The US is Canada’s largest trading partner and represents both opportunity and risk.  A Democratic government is not likely to be a friend to the oil and gas sector, which will continue to hurt Alberta.  Pre-COVID, the US enjoyed record levels of employment, with significant skill shortages.  There has been a significant dampening on the jobs front during the pandemic.   We have seen significant investment in Canada by large US companies like Amazon, Facebook, Google etc. all adding to their Canadian presence to tap into the talent up here, and I expect that to continue, but likely after the recovery.  Canada is also currently able to attract skilled immigrant talent easier than in the US, whose immigration laws are more prohibitive, but a change in government in the US is likely to ease that issue.  We will know more as the new administration rolls out its plans.

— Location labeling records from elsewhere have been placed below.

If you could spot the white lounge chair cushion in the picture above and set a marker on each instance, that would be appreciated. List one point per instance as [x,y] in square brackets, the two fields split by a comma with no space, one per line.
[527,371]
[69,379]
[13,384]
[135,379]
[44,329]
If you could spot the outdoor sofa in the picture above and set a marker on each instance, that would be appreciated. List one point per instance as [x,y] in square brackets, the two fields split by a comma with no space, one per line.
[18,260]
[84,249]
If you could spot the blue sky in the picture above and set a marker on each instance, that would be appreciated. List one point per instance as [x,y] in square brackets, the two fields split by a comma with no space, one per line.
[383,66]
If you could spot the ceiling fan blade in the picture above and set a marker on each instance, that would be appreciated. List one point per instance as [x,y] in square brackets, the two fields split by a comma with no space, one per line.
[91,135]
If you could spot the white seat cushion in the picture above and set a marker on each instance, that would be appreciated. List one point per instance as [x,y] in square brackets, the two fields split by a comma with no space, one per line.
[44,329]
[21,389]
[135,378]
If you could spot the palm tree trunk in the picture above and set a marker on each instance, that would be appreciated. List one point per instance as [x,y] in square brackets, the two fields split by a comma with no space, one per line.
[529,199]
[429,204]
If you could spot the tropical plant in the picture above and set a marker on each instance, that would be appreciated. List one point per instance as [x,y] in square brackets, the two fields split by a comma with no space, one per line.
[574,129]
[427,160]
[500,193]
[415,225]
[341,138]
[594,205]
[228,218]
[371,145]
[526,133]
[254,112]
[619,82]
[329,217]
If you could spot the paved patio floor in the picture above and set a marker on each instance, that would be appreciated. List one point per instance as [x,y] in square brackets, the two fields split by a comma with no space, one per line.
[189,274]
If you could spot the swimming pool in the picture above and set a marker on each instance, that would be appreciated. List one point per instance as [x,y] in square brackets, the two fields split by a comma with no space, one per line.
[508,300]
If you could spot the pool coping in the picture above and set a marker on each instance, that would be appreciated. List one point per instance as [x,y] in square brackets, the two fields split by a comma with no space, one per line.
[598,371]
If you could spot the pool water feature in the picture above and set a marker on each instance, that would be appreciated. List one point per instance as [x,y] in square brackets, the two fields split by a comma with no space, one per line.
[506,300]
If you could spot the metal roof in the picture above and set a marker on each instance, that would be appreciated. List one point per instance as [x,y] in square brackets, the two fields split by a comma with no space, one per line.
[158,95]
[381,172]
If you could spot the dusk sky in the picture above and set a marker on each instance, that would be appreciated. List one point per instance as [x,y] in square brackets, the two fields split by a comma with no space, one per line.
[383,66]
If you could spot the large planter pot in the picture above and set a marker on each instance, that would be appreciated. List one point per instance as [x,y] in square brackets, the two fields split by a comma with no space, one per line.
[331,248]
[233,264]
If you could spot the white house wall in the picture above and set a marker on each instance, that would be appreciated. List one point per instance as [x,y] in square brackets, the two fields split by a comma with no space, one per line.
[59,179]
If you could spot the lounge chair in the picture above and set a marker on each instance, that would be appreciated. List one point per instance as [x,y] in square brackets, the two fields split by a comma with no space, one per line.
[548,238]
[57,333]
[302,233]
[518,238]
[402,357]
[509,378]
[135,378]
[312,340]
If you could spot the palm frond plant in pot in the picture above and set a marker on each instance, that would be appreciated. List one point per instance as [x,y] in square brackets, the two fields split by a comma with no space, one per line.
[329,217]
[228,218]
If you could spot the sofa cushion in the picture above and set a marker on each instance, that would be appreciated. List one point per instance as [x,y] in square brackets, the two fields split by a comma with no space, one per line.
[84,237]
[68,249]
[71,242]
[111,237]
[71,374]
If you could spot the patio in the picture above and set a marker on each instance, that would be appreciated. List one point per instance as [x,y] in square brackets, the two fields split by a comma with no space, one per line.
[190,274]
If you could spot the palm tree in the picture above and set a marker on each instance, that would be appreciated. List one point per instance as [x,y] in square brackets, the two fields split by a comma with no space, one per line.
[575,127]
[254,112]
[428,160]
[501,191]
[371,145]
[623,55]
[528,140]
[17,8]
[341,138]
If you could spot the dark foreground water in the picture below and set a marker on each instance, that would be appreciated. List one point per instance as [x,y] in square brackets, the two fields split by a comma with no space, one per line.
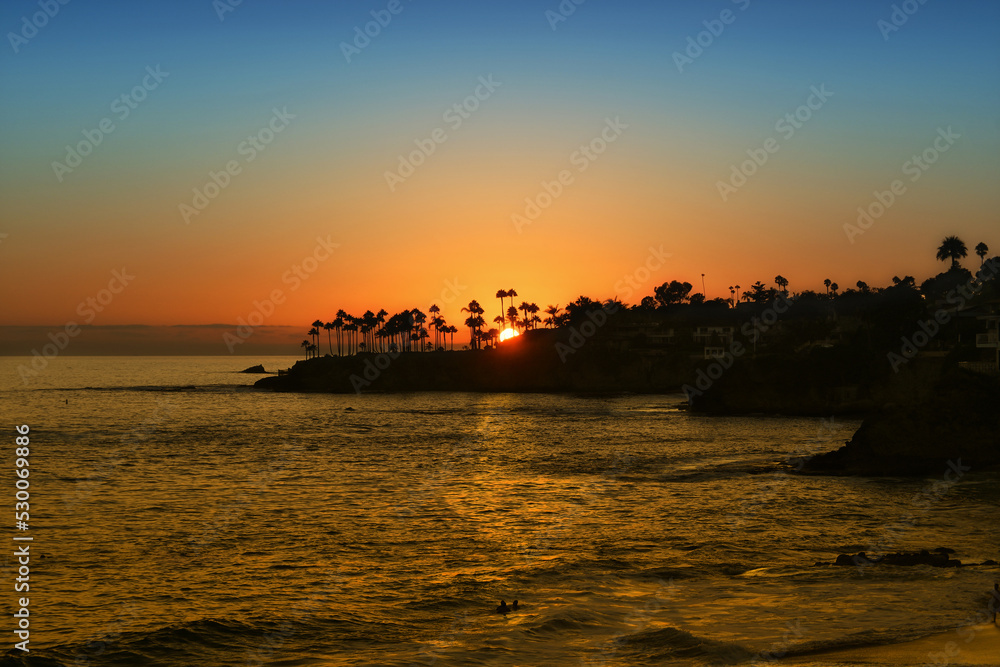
[181,518]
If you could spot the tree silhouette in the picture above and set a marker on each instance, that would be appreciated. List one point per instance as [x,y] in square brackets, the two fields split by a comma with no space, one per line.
[982,249]
[329,327]
[672,293]
[782,284]
[475,322]
[553,316]
[500,295]
[952,248]
[317,325]
[512,316]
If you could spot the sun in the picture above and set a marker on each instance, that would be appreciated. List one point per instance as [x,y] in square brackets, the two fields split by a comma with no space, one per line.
[508,333]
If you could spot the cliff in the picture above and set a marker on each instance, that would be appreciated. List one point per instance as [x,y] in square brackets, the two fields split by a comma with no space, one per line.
[955,427]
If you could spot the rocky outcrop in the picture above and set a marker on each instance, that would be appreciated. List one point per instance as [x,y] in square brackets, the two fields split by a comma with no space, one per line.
[906,558]
[955,429]
[543,361]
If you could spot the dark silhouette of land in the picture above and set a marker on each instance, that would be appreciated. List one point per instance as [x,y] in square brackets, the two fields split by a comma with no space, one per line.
[920,361]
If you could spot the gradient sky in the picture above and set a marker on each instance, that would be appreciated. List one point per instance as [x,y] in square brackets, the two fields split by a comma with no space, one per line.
[451,221]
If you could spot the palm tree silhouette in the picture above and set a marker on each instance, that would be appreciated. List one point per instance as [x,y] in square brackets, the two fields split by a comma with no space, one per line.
[782,283]
[474,322]
[314,333]
[434,310]
[952,248]
[318,324]
[982,249]
[533,309]
[329,326]
[553,314]
[339,323]
[500,295]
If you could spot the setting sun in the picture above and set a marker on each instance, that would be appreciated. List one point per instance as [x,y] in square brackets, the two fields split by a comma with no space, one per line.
[508,333]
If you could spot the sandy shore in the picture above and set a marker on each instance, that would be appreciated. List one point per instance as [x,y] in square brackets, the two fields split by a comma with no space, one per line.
[973,645]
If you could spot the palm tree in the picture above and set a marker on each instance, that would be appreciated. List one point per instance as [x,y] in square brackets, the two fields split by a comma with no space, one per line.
[512,316]
[340,323]
[981,250]
[318,324]
[329,326]
[526,320]
[782,283]
[553,314]
[474,322]
[533,309]
[434,310]
[500,295]
[314,333]
[380,321]
[952,248]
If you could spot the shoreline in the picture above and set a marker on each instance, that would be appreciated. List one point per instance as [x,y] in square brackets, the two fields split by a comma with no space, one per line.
[965,645]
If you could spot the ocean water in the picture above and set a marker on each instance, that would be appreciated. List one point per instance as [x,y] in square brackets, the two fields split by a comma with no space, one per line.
[180,517]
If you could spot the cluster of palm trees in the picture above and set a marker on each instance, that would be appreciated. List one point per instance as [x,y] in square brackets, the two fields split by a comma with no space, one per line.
[952,248]
[529,318]
[378,332]
[412,329]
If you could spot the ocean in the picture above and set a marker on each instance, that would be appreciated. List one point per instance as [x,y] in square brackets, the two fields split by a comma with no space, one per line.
[180,517]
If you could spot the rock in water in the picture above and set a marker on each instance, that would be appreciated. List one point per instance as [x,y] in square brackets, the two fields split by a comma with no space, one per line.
[955,430]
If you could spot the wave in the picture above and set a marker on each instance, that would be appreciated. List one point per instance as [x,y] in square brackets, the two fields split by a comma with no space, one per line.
[672,643]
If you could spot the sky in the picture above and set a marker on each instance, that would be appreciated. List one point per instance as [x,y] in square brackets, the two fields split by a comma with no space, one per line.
[194,162]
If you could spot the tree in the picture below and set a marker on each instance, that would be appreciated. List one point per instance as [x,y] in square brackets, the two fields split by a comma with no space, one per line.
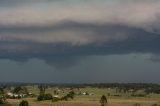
[24,103]
[103,100]
[42,89]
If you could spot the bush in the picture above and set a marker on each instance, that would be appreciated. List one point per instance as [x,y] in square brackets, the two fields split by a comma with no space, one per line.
[155,105]
[42,97]
[136,104]
[103,100]
[24,103]
[55,99]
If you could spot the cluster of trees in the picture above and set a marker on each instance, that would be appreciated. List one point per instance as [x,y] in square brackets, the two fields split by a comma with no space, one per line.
[138,104]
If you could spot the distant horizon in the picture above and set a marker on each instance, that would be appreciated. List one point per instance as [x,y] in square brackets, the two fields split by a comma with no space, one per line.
[80,41]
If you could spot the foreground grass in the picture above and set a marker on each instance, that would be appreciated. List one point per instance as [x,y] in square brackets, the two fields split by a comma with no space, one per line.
[90,100]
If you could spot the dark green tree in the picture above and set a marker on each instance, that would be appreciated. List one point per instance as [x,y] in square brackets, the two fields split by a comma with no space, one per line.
[103,100]
[24,103]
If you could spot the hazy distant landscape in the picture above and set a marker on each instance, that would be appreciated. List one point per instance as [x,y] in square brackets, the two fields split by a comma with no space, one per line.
[82,94]
[79,52]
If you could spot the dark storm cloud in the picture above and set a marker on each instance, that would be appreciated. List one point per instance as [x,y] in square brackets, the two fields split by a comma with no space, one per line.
[126,40]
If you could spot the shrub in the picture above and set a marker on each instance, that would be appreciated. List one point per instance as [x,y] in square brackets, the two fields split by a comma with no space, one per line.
[155,105]
[42,97]
[103,100]
[24,103]
[55,99]
[136,104]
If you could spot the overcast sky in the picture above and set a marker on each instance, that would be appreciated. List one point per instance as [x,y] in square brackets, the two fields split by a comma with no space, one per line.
[80,41]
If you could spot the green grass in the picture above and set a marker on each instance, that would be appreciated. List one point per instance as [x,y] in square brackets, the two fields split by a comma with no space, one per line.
[90,100]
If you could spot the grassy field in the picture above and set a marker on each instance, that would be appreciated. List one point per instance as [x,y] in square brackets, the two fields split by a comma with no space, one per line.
[124,99]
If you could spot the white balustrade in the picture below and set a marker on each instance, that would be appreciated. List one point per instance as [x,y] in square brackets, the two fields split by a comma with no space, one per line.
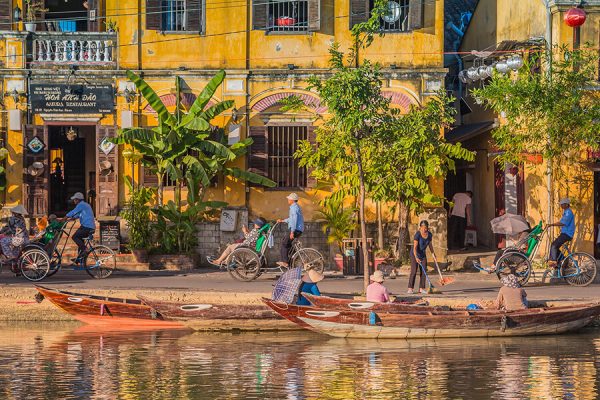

Tech job activity was very strong pre-COVID and while we have not recovered to the same levels yet, there is still good opportunity for in-demand skills across Canada, and that demand is increasing.  Technology has played a huge part in allowing companies to operate during the pandemic, with Digital Transformation allowing work from home strategies and websites, security and payments systems playing a significant role in the proliferation of online buying.  We typically suggest the tech unemployment rate as being about half of the general unemployment rate, but in COVID times, I would suggest an even wider gap.  The general unemployment rate of 8.5% includes the huge impact on the hospitality, travel and retail world while many tech professionals have been able to continue to work from home.  It would surprise me if the tech unemployment rate is more than 4%, which is not far off full employment.

For a more detailed look at the specific markets across Canada I suggest you read the linked writeups from Eagle’s Executive team across the country, referenced earlier.

Eagle’s focus is technology professionals and the most in demand areas/skills recently have included: Cloud, Government, Telecom, Security, Payments, CRM, Digital, Big Data, BI and AI; Agile BAs, Change Management, Quality Assurance, Architects, Solution Architects, Front & Back end developers, Full Stack developers, DevOps engineers; and even mainframe is making a comeback!

In summary, people with those in-demand tech skills and experience should have little difficulty in finding employment, either contract or perm if not immediately, then very soon!  A willingness to relocate to the bigger centers will only increase marketability.

It remains to be seen when things will return to something “more normal”, but life needs to go on and people in tech are in demand, many can work from home and that demand is only going to increase.

For employers our advice is this:

If you see great talent that will be a fit in your organization then act now, because their availability will not last long.  We will return to skills shortages sooner rather than later.

Now is a great time to refine and speed up that hiring process!  Finding, screening, hiring and onboarding can all be done remotely and efficiently, and will become an absolute necessity very soon.  We are still seeing our candidates receive multiple job offers and clients losing talent because they are too slow to make a decision, even now!